Outro fator é a exposição à violência que vem de casa, incluindo o autoritarismo parental e a negligência, que podem contribuir para um perfil violento desta criança ou adolescente, acrescido de um transtorno mental sem diagnóstico ou acompanhamento, que podem agravar com a falta de socialização nas escolas.

“É difícil dizermos sinais que devem ser observados porque acaba sendo muito variável, mas devemos ter atenção com discurso de ódio e falas violentas, que podem apontar para um sofrimento e temos que acolher quem está sofrendo”, diz.  
Por isso, alerta sobre a importância da mídia trabalhar estes casos com certa delicadeza, não promovendo o sensacionalismo ou dando visibilidade ao agressor. “Por mais que não tenha sido divulgada a identidade da pessoa, ela atinge essa exposição, criando um sentimento de validação pela mídia ou pela sociedade”, completa.
Para o estudante vítima de uma situação como o ataque em uma escola, ficam o medo, estresse pós-traumático, ansiedade e nervosismo, que devem ser tratados.

Tudo na conta do bullying ou dos jogos?
“Uma questão que temos que tomar cuidado é ao falar sobre bullying. Sabemos que 30% a 40% das crianças em idade escolar irão sofrer bullying, mas o que precisamos ter consciência é que a maioria não irá cometer estes crimes. O mesmo se dá para jogos violentos de videogame. Não podemos dizer que todos os jogos de videogame irão ocasionar crimes nas escolas. Temos um contexto a ser analisado”, alerta a especialista.
Letícia completa ainda que a exposição exagerada a conteúdos sensíveis, excesso de telas e pouco diálogo na família podem sim ser suscetíveis a essas situações, mas que coisas isoladas não irão ocasioná-las. Retrata ainda que a falta de diálogo e atenção, isolamento, exposição a conteúdos inadequados desde crianças muito pequenas dentro de casa irão impactar na formação delas e há probabilidade de acontecer.
“Nós temos que lembrar que se tratam de crianças e jovens, com cérebro em desenvolvimento. Temos áreas que são responsáveis pelo controle dos impulsos completamente formadas somente por volta dos 24 anos. Se temos uma família que não dá orientação ou suporte, se tornará mais difícil da criança ou adolescente estabelecer limite do que deve ou não ser feito. A orientação familiar é fundamental e imprescindível neste momento”, orienta.
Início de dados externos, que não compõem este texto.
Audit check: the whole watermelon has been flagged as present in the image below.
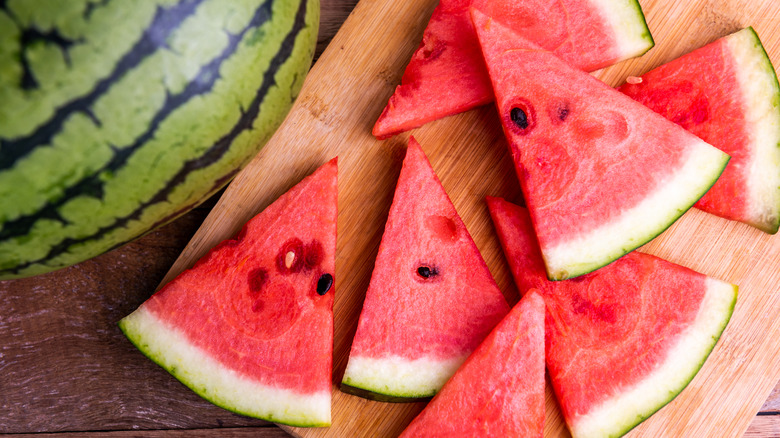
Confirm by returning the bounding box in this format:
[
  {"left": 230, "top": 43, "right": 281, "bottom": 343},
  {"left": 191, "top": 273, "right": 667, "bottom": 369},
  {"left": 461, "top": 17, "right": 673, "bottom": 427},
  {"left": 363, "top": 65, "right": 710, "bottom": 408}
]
[{"left": 0, "top": 0, "right": 320, "bottom": 278}]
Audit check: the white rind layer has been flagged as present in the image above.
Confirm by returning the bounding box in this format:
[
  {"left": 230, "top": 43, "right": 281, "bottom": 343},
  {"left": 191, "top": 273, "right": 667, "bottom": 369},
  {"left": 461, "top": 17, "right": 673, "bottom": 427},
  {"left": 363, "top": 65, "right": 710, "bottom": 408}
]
[
  {"left": 569, "top": 278, "right": 737, "bottom": 438},
  {"left": 119, "top": 306, "right": 331, "bottom": 426},
  {"left": 591, "top": 0, "right": 655, "bottom": 60},
  {"left": 542, "top": 142, "right": 729, "bottom": 280},
  {"left": 342, "top": 356, "right": 467, "bottom": 398},
  {"left": 726, "top": 28, "right": 780, "bottom": 233}
]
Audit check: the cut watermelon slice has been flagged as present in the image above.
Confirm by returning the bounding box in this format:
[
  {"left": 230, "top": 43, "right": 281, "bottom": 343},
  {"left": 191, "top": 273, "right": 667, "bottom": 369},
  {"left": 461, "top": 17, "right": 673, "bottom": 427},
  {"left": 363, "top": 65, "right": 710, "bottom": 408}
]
[
  {"left": 472, "top": 9, "right": 729, "bottom": 280},
  {"left": 341, "top": 137, "right": 509, "bottom": 401},
  {"left": 401, "top": 291, "right": 544, "bottom": 438},
  {"left": 119, "top": 158, "right": 337, "bottom": 426},
  {"left": 619, "top": 28, "right": 780, "bottom": 234},
  {"left": 487, "top": 198, "right": 737, "bottom": 438},
  {"left": 373, "top": 0, "right": 653, "bottom": 139}
]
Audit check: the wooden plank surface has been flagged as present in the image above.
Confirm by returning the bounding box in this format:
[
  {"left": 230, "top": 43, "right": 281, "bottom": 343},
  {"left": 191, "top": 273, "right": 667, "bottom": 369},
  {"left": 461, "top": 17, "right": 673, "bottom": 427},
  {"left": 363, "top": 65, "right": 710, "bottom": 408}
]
[
  {"left": 0, "top": 0, "right": 780, "bottom": 438},
  {"left": 158, "top": 0, "right": 780, "bottom": 437}
]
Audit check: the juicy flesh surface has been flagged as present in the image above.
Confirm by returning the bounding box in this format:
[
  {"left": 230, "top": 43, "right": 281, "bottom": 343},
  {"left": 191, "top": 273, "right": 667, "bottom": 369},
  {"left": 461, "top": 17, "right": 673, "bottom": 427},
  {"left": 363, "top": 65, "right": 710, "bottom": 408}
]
[
  {"left": 619, "top": 29, "right": 780, "bottom": 232},
  {"left": 401, "top": 293, "right": 545, "bottom": 438},
  {"left": 345, "top": 138, "right": 509, "bottom": 396},
  {"left": 373, "top": 0, "right": 652, "bottom": 138},
  {"left": 125, "top": 159, "right": 336, "bottom": 394},
  {"left": 474, "top": 11, "right": 728, "bottom": 279},
  {"left": 488, "top": 198, "right": 736, "bottom": 436}
]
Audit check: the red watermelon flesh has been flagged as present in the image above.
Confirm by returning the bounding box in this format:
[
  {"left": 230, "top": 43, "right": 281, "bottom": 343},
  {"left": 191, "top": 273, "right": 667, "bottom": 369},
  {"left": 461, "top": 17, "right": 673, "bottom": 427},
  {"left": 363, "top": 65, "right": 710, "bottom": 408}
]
[
  {"left": 119, "top": 158, "right": 337, "bottom": 426},
  {"left": 487, "top": 198, "right": 737, "bottom": 438},
  {"left": 472, "top": 9, "right": 729, "bottom": 280},
  {"left": 401, "top": 291, "right": 544, "bottom": 438},
  {"left": 342, "top": 137, "right": 509, "bottom": 401},
  {"left": 373, "top": 0, "right": 653, "bottom": 139},
  {"left": 619, "top": 28, "right": 780, "bottom": 234}
]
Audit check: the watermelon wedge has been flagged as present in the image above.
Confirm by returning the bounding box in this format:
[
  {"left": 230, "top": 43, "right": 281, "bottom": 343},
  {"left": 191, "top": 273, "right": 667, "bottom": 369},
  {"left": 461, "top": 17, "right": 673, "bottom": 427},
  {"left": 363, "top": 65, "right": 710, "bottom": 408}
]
[
  {"left": 401, "top": 291, "right": 544, "bottom": 438},
  {"left": 119, "top": 158, "right": 337, "bottom": 426},
  {"left": 472, "top": 9, "right": 729, "bottom": 280},
  {"left": 487, "top": 198, "right": 737, "bottom": 438},
  {"left": 341, "top": 137, "right": 509, "bottom": 401},
  {"left": 373, "top": 0, "right": 654, "bottom": 139},
  {"left": 619, "top": 28, "right": 780, "bottom": 234}
]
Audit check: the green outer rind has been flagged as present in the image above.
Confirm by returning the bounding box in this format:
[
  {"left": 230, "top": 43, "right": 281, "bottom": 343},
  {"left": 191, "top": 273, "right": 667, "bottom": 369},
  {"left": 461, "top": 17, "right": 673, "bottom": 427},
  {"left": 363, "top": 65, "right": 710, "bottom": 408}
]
[
  {"left": 726, "top": 27, "right": 780, "bottom": 234},
  {"left": 339, "top": 382, "right": 433, "bottom": 403},
  {"left": 0, "top": 0, "right": 320, "bottom": 279},
  {"left": 118, "top": 306, "right": 330, "bottom": 427},
  {"left": 569, "top": 279, "right": 739, "bottom": 438},
  {"left": 542, "top": 149, "right": 731, "bottom": 281},
  {"left": 592, "top": 0, "right": 655, "bottom": 61}
]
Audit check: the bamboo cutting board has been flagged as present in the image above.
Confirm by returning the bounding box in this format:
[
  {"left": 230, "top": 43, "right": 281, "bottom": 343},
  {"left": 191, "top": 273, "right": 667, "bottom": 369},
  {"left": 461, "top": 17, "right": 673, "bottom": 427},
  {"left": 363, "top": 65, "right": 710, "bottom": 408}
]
[{"left": 163, "top": 0, "right": 780, "bottom": 437}]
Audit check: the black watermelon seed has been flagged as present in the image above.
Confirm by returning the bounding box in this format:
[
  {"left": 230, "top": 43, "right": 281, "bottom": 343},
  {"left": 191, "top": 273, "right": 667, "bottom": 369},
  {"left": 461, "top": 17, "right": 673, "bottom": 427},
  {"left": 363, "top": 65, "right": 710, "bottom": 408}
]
[
  {"left": 509, "top": 107, "right": 528, "bottom": 129},
  {"left": 317, "top": 274, "right": 333, "bottom": 295},
  {"left": 417, "top": 266, "right": 439, "bottom": 278}
]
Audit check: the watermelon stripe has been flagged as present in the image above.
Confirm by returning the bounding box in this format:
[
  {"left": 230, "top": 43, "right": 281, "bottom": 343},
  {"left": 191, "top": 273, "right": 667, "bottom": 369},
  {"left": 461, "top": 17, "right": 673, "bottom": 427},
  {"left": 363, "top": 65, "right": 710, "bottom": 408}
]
[
  {"left": 17, "top": 27, "right": 82, "bottom": 90},
  {"left": 0, "top": 1, "right": 272, "bottom": 240},
  {"left": 0, "top": 0, "right": 203, "bottom": 170},
  {"left": 0, "top": 0, "right": 307, "bottom": 275}
]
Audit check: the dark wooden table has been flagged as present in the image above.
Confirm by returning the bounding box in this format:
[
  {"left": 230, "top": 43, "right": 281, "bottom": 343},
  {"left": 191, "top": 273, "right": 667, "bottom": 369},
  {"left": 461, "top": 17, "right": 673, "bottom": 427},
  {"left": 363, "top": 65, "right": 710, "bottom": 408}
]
[{"left": 0, "top": 0, "right": 780, "bottom": 438}]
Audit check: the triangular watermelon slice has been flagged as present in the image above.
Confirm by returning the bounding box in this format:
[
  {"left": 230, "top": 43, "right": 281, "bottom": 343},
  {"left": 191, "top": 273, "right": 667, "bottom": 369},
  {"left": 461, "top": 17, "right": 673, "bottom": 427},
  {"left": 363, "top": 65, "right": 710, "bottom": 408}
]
[
  {"left": 472, "top": 9, "right": 729, "bottom": 280},
  {"left": 401, "top": 291, "right": 544, "bottom": 438},
  {"left": 487, "top": 198, "right": 737, "bottom": 438},
  {"left": 341, "top": 137, "right": 509, "bottom": 401},
  {"left": 373, "top": 0, "right": 654, "bottom": 139},
  {"left": 119, "top": 158, "right": 337, "bottom": 426},
  {"left": 619, "top": 28, "right": 780, "bottom": 234}
]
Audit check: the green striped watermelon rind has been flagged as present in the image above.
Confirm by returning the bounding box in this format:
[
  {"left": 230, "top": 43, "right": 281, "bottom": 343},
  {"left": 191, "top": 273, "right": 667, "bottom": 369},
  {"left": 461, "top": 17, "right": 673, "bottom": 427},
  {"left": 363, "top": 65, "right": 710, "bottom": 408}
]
[
  {"left": 591, "top": 0, "right": 655, "bottom": 61},
  {"left": 0, "top": 0, "right": 319, "bottom": 279},
  {"left": 543, "top": 137, "right": 730, "bottom": 280},
  {"left": 341, "top": 355, "right": 467, "bottom": 403},
  {"left": 568, "top": 277, "right": 738, "bottom": 438},
  {"left": 119, "top": 306, "right": 331, "bottom": 427},
  {"left": 725, "top": 27, "right": 780, "bottom": 234}
]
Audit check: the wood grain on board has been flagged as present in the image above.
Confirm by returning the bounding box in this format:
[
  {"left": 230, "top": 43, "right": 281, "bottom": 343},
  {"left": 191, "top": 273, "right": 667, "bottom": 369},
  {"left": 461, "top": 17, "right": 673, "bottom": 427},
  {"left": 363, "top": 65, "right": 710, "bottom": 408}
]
[{"left": 158, "top": 0, "right": 780, "bottom": 437}]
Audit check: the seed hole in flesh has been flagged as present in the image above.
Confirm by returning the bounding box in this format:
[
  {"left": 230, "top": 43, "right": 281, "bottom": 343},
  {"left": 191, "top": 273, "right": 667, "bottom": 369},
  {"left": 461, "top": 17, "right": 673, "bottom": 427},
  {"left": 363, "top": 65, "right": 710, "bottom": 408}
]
[
  {"left": 317, "top": 274, "right": 333, "bottom": 295},
  {"left": 276, "top": 238, "right": 303, "bottom": 274},
  {"left": 509, "top": 107, "right": 528, "bottom": 129}
]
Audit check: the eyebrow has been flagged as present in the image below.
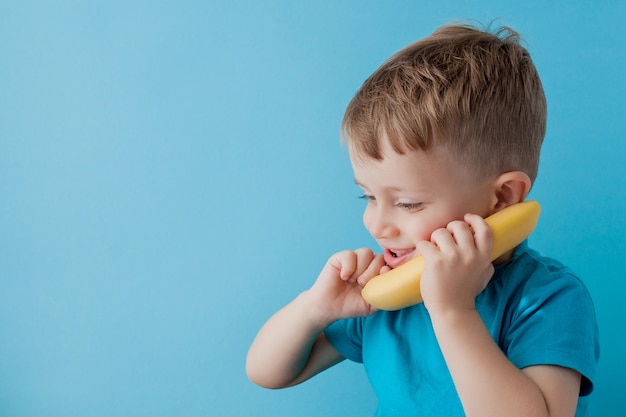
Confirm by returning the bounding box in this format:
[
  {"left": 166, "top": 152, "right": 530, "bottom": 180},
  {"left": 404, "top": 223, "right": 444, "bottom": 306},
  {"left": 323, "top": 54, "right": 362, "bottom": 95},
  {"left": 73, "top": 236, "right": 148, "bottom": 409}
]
[{"left": 354, "top": 178, "right": 404, "bottom": 192}]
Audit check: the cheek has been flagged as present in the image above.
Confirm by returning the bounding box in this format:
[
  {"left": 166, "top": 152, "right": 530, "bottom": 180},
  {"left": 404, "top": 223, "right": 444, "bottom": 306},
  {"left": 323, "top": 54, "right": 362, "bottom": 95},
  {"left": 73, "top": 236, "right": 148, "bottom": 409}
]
[{"left": 363, "top": 206, "right": 372, "bottom": 232}]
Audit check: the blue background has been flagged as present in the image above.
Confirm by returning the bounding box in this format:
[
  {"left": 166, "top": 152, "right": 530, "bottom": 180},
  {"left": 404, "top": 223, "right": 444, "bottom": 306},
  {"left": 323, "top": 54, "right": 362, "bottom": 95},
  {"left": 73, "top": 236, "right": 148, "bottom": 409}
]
[{"left": 0, "top": 0, "right": 626, "bottom": 417}]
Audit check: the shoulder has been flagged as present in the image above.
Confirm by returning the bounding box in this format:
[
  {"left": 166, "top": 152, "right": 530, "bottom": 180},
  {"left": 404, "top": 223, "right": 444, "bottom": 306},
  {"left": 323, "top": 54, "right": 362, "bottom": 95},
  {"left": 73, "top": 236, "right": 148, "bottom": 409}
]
[{"left": 494, "top": 239, "right": 593, "bottom": 304}]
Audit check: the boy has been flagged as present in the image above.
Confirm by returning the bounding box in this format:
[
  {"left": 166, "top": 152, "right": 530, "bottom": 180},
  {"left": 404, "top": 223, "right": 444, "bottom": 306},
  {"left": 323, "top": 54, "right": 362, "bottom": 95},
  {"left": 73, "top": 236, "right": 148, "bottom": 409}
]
[{"left": 247, "top": 26, "right": 598, "bottom": 417}]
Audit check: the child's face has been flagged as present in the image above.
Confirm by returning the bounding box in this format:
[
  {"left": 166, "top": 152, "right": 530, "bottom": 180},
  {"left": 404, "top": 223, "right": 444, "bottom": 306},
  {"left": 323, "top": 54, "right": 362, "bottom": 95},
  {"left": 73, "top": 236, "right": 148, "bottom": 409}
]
[{"left": 351, "top": 142, "right": 494, "bottom": 268}]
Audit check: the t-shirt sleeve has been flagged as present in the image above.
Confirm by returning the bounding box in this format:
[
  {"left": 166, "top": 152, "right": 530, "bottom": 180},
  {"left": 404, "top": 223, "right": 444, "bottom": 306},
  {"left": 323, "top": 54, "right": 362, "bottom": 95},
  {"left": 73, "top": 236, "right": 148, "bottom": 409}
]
[
  {"left": 324, "top": 318, "right": 363, "bottom": 363},
  {"left": 505, "top": 265, "right": 599, "bottom": 396}
]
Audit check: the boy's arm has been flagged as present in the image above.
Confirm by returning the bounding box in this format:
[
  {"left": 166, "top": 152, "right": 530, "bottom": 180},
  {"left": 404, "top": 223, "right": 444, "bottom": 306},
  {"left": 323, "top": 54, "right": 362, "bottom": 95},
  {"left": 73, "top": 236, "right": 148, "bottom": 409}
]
[
  {"left": 246, "top": 249, "right": 388, "bottom": 388},
  {"left": 246, "top": 292, "right": 343, "bottom": 389},
  {"left": 420, "top": 215, "right": 581, "bottom": 417}
]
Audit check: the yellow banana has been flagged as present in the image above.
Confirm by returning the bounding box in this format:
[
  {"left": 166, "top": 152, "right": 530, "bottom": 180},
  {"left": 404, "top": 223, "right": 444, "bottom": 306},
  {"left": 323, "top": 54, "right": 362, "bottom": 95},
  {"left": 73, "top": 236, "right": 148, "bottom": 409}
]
[{"left": 361, "top": 200, "right": 541, "bottom": 310}]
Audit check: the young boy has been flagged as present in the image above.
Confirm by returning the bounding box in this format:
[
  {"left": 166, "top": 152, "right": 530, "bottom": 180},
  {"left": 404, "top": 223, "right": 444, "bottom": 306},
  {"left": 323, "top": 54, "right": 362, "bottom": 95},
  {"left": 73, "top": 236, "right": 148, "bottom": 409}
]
[{"left": 247, "top": 26, "right": 598, "bottom": 417}]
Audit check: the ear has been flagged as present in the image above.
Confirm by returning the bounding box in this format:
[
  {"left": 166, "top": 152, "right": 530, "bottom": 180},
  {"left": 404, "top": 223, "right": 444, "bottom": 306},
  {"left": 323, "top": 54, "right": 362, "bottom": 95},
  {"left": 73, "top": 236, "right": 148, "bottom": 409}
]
[{"left": 492, "top": 171, "right": 532, "bottom": 213}]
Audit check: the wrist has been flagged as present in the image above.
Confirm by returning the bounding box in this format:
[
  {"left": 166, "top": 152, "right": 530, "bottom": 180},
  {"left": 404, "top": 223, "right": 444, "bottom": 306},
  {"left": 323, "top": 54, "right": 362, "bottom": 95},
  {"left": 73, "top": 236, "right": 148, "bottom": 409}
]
[{"left": 296, "top": 290, "right": 338, "bottom": 332}]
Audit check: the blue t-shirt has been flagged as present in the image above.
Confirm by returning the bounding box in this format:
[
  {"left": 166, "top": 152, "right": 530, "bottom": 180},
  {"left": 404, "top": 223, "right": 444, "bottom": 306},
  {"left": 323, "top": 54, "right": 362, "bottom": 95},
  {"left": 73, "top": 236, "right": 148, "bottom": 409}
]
[{"left": 325, "top": 242, "right": 599, "bottom": 417}]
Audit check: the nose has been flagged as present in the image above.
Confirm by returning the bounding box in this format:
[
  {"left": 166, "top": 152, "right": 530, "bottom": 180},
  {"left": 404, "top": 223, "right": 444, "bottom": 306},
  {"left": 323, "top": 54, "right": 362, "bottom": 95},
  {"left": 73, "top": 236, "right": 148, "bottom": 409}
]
[{"left": 363, "top": 206, "right": 400, "bottom": 239}]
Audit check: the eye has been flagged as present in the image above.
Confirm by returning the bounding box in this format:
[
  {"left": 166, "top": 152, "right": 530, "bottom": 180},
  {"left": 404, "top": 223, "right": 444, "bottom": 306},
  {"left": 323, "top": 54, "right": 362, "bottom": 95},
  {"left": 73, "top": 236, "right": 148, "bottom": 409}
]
[
  {"left": 396, "top": 202, "right": 422, "bottom": 211},
  {"left": 359, "top": 194, "right": 376, "bottom": 203}
]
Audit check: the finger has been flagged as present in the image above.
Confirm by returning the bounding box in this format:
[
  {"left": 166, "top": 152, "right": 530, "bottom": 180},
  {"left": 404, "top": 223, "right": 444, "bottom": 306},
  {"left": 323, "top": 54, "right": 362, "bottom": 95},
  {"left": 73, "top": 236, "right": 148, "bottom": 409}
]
[
  {"left": 430, "top": 227, "right": 455, "bottom": 251},
  {"left": 465, "top": 214, "right": 492, "bottom": 253},
  {"left": 330, "top": 250, "right": 357, "bottom": 281},
  {"left": 357, "top": 254, "right": 391, "bottom": 285},
  {"left": 353, "top": 248, "right": 375, "bottom": 281},
  {"left": 446, "top": 220, "right": 475, "bottom": 249}
]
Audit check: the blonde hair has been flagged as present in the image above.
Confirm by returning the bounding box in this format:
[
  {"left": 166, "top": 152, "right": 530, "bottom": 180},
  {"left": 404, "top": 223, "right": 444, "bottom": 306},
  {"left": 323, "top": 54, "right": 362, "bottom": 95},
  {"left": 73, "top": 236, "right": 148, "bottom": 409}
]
[{"left": 342, "top": 25, "right": 547, "bottom": 181}]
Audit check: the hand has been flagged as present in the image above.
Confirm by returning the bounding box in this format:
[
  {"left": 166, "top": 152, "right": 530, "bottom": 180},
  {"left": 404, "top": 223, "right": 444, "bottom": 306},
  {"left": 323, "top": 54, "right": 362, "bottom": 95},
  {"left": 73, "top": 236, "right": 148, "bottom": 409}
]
[
  {"left": 309, "top": 248, "right": 389, "bottom": 322},
  {"left": 417, "top": 214, "right": 494, "bottom": 314}
]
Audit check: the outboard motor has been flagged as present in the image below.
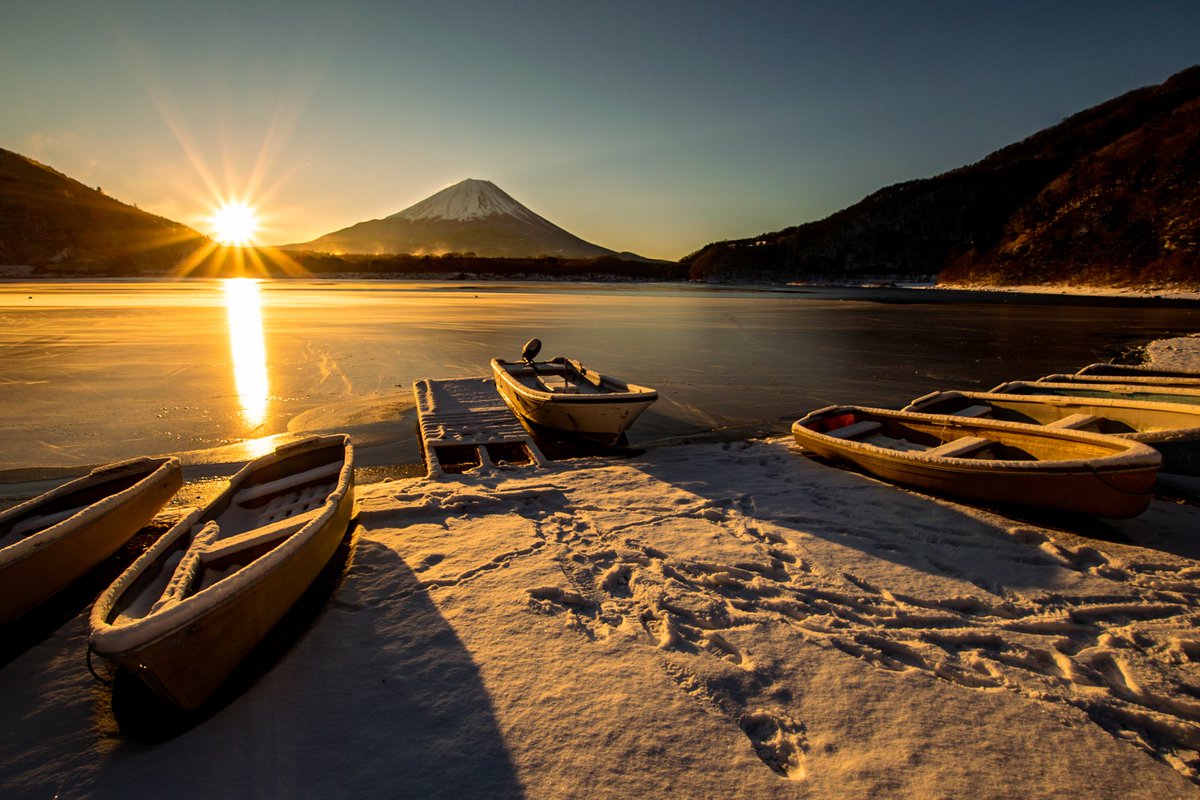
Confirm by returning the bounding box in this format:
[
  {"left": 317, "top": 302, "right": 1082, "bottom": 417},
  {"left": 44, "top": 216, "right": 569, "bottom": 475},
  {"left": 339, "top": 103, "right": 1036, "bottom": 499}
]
[{"left": 521, "top": 337, "right": 541, "bottom": 363}]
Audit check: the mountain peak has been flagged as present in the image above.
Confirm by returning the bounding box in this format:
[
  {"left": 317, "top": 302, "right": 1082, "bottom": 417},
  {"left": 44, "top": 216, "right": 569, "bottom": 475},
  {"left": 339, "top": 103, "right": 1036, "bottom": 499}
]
[{"left": 386, "top": 178, "right": 540, "bottom": 222}]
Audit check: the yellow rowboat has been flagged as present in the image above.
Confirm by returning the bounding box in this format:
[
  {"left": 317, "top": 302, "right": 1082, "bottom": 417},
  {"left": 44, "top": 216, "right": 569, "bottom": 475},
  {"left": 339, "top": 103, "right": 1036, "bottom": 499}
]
[
  {"left": 89, "top": 434, "right": 354, "bottom": 710},
  {"left": 492, "top": 339, "right": 659, "bottom": 447},
  {"left": 792, "top": 405, "right": 1162, "bottom": 518},
  {"left": 1075, "top": 363, "right": 1200, "bottom": 383},
  {"left": 0, "top": 458, "right": 184, "bottom": 622},
  {"left": 1038, "top": 372, "right": 1200, "bottom": 389},
  {"left": 904, "top": 384, "right": 1200, "bottom": 475},
  {"left": 990, "top": 379, "right": 1200, "bottom": 405}
]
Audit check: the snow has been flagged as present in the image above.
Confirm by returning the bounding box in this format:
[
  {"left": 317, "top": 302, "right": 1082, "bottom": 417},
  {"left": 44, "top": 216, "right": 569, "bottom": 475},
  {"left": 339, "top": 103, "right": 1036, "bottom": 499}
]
[
  {"left": 0, "top": 339, "right": 1200, "bottom": 800},
  {"left": 1146, "top": 333, "right": 1200, "bottom": 373},
  {"left": 388, "top": 179, "right": 541, "bottom": 222}
]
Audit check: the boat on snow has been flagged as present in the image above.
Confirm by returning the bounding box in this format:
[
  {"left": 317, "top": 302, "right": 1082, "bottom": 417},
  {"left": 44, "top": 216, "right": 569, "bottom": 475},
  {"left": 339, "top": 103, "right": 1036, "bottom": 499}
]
[
  {"left": 1038, "top": 372, "right": 1200, "bottom": 389},
  {"left": 904, "top": 384, "right": 1200, "bottom": 476},
  {"left": 492, "top": 339, "right": 659, "bottom": 447},
  {"left": 989, "top": 379, "right": 1200, "bottom": 405},
  {"left": 1075, "top": 363, "right": 1200, "bottom": 380},
  {"left": 792, "top": 405, "right": 1162, "bottom": 518},
  {"left": 0, "top": 458, "right": 184, "bottom": 624},
  {"left": 89, "top": 434, "right": 354, "bottom": 710}
]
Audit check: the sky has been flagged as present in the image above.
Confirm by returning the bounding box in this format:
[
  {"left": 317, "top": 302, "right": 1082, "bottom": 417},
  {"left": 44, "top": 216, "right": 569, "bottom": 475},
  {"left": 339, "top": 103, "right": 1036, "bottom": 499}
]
[{"left": 0, "top": 0, "right": 1200, "bottom": 259}]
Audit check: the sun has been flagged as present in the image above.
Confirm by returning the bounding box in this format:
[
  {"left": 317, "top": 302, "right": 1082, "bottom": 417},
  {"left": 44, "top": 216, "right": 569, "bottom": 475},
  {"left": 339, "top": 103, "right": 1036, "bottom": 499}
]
[{"left": 209, "top": 200, "right": 258, "bottom": 247}]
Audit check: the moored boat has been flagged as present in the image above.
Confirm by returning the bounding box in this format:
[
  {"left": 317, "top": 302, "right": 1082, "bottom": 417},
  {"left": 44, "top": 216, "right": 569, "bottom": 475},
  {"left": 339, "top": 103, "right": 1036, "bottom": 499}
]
[
  {"left": 89, "top": 434, "right": 354, "bottom": 710},
  {"left": 492, "top": 339, "right": 659, "bottom": 447},
  {"left": 1075, "top": 363, "right": 1200, "bottom": 380},
  {"left": 904, "top": 384, "right": 1200, "bottom": 475},
  {"left": 792, "top": 405, "right": 1162, "bottom": 518},
  {"left": 1038, "top": 372, "right": 1200, "bottom": 389},
  {"left": 989, "top": 379, "right": 1200, "bottom": 405},
  {"left": 0, "top": 458, "right": 182, "bottom": 622}
]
Pandemia mostra seu impacto
Apesar de hoje a sociedade não enfrentar mais o isolamento social e a pandemia de Covid-19, os momentos vivenciados entre 2020 e 2021 ainda estão sendo sentidos em várias camadas sociais. “O fato de permanecermos isolados, com escolas fechadas, socialização, impactou na saúde mental das pessoas e nas rotinas. Os jovens tiveram essa interação bloqueada e mergulharam na internet”, retrata.
Diz também que a questão de violência está muito associada à internet, e especialmente ligada com uso desenfreado na rotina das famílias. ”Esse período de pandemia que passamos o cérebro de muitas crianças e jovens estavam em desenvolvimento, onde as experiências são importantes. Porém, com o isolamento, houve uma lacuna no aspecto destas interações e formações bagagens e afetaram a formação do cérebro. Pesquisa nos indicam que um número relativamente alto de alunos voltaram para a escola após este período com algum impacto ou transtorno mental e que casos de violência se tornaram mais frequentes na rotina escolar, por isso o contexto e a sintomática de cada criança e adolescente deve ser levado em consideração em cada caso, sempre buscando a ajuda mais adequada e pertinente”, finaliza.